Brak odpowiedniego oznakowania skrzyżowania ulic był z pewnością jednym z czynników, przez który doszło do czwartkowej stłuczki.
Do stłuczki doszło ok. godziny 19.30.( fot. Adam Strukowicz )
Poruszaliśmy już problem fatalnego oznakowania skrzyżowania ulicy Steyera z Grunwaldzką. Dochodziło tam już do wielu niebezpiecznych zdarzeń i stłuczek. Kierowcy często wymuszają – nieświadomie, bo nie widzą wyjeżdżających z ulicy Steyera aut. W czwartek wieczorem doszło tam do kolejnej kolizji. Kierujący terenowym mitsubishi wymusił pierwszeństwo na kierującej renault Clio kobiecie i zepchnął auto na barierki.

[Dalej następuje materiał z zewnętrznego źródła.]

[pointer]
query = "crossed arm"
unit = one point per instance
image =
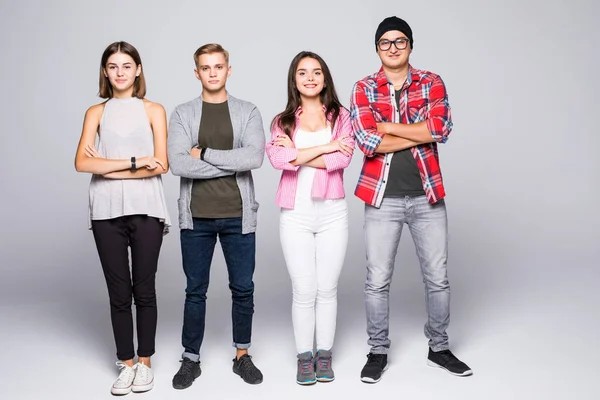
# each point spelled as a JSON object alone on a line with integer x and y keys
{"x": 386, "y": 137}
{"x": 87, "y": 158}
{"x": 185, "y": 157}
{"x": 336, "y": 154}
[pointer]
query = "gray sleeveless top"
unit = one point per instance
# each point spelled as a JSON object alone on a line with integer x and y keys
{"x": 125, "y": 132}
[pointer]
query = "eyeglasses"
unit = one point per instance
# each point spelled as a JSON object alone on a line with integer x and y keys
{"x": 385, "y": 45}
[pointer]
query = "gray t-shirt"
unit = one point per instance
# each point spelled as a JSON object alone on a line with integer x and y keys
{"x": 404, "y": 178}
{"x": 216, "y": 197}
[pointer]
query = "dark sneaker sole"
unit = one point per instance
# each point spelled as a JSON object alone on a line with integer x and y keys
{"x": 325, "y": 379}
{"x": 368, "y": 379}
{"x": 435, "y": 365}
{"x": 181, "y": 387}
{"x": 248, "y": 382}
{"x": 306, "y": 383}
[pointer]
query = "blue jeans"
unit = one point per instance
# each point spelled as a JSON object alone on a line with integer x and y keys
{"x": 429, "y": 229}
{"x": 197, "y": 248}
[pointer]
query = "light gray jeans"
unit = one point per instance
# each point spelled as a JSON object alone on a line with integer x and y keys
{"x": 428, "y": 225}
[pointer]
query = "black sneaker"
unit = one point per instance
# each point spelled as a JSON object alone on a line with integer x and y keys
{"x": 448, "y": 361}
{"x": 373, "y": 369}
{"x": 188, "y": 371}
{"x": 245, "y": 368}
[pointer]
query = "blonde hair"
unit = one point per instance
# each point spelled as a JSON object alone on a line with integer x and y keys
{"x": 210, "y": 49}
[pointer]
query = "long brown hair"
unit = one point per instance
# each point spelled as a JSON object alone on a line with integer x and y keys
{"x": 286, "y": 120}
{"x": 139, "y": 86}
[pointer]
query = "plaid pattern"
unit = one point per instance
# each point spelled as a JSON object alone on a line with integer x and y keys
{"x": 423, "y": 98}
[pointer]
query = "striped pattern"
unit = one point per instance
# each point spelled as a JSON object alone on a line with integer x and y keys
{"x": 328, "y": 182}
{"x": 423, "y": 99}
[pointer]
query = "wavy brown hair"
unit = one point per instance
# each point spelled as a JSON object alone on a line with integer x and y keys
{"x": 286, "y": 120}
{"x": 139, "y": 86}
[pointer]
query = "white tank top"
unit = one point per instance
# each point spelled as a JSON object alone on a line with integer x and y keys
{"x": 306, "y": 174}
{"x": 125, "y": 132}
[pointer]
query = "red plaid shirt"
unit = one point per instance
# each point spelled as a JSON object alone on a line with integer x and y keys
{"x": 423, "y": 98}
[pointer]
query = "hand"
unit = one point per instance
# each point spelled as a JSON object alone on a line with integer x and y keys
{"x": 339, "y": 145}
{"x": 195, "y": 152}
{"x": 150, "y": 163}
{"x": 382, "y": 127}
{"x": 284, "y": 140}
{"x": 90, "y": 151}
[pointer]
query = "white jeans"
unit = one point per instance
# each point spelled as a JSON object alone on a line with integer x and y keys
{"x": 314, "y": 236}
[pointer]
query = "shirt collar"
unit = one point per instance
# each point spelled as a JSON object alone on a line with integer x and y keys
{"x": 413, "y": 76}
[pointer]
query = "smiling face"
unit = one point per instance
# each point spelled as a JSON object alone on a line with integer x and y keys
{"x": 309, "y": 78}
{"x": 395, "y": 56}
{"x": 121, "y": 71}
{"x": 213, "y": 71}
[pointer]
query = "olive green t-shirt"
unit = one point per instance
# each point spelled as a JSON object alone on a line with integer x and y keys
{"x": 404, "y": 178}
{"x": 217, "y": 197}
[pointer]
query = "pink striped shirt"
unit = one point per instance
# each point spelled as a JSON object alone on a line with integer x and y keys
{"x": 328, "y": 182}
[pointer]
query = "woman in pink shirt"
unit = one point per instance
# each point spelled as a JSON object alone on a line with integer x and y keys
{"x": 312, "y": 142}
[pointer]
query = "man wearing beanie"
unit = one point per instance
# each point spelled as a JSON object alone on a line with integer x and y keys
{"x": 399, "y": 115}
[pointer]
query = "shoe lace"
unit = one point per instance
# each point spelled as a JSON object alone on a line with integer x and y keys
{"x": 186, "y": 366}
{"x": 375, "y": 358}
{"x": 247, "y": 366}
{"x": 306, "y": 365}
{"x": 141, "y": 370}
{"x": 324, "y": 362}
{"x": 125, "y": 371}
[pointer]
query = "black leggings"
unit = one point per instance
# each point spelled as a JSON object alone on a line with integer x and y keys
{"x": 144, "y": 235}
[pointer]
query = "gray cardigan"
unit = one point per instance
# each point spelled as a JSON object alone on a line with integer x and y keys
{"x": 247, "y": 154}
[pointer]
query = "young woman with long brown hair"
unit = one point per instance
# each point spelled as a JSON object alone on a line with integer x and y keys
{"x": 127, "y": 204}
{"x": 312, "y": 142}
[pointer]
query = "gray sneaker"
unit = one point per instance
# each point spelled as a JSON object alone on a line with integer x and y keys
{"x": 306, "y": 369}
{"x": 324, "y": 371}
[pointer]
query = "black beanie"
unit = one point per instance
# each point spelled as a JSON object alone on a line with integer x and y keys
{"x": 393, "y": 24}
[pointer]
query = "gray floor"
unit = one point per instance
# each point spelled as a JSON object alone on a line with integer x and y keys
{"x": 533, "y": 338}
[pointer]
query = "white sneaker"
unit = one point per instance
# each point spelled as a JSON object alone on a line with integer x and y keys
{"x": 124, "y": 382}
{"x": 144, "y": 378}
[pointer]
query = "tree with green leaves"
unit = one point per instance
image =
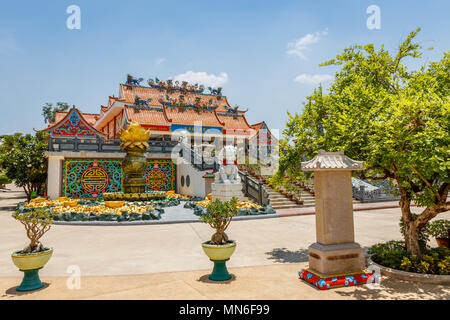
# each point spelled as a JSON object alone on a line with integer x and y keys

Brak odpowiedniego oznakowania skrzyżowania ulic był z pewnością jednym z czynników, przez który doszło do czwartkowej stłuczki.
fot. Adam Strukowicz
46-letni kierujący mitsubishi prawdopodobnie nie zauważył wyjeżdżającego z ul. Steyera renault kierowanego przez 55-letnią kobietę. Zderzenie się aut było na tyle silne, że zepchnęło Clio na barierki.
fot. Adam Strukowicz
Na miejsce wezwano policję i karetkę pogotowia.
- Kobieta uskarżała się na złe samopoczucie. Jej samochód odholowano, a ona sama trafiła do szpitala na obserwację – informuje st. sierż. Dorota Małysa z KMP w Świnoujściu. – Kierowcy byli trzeźwi.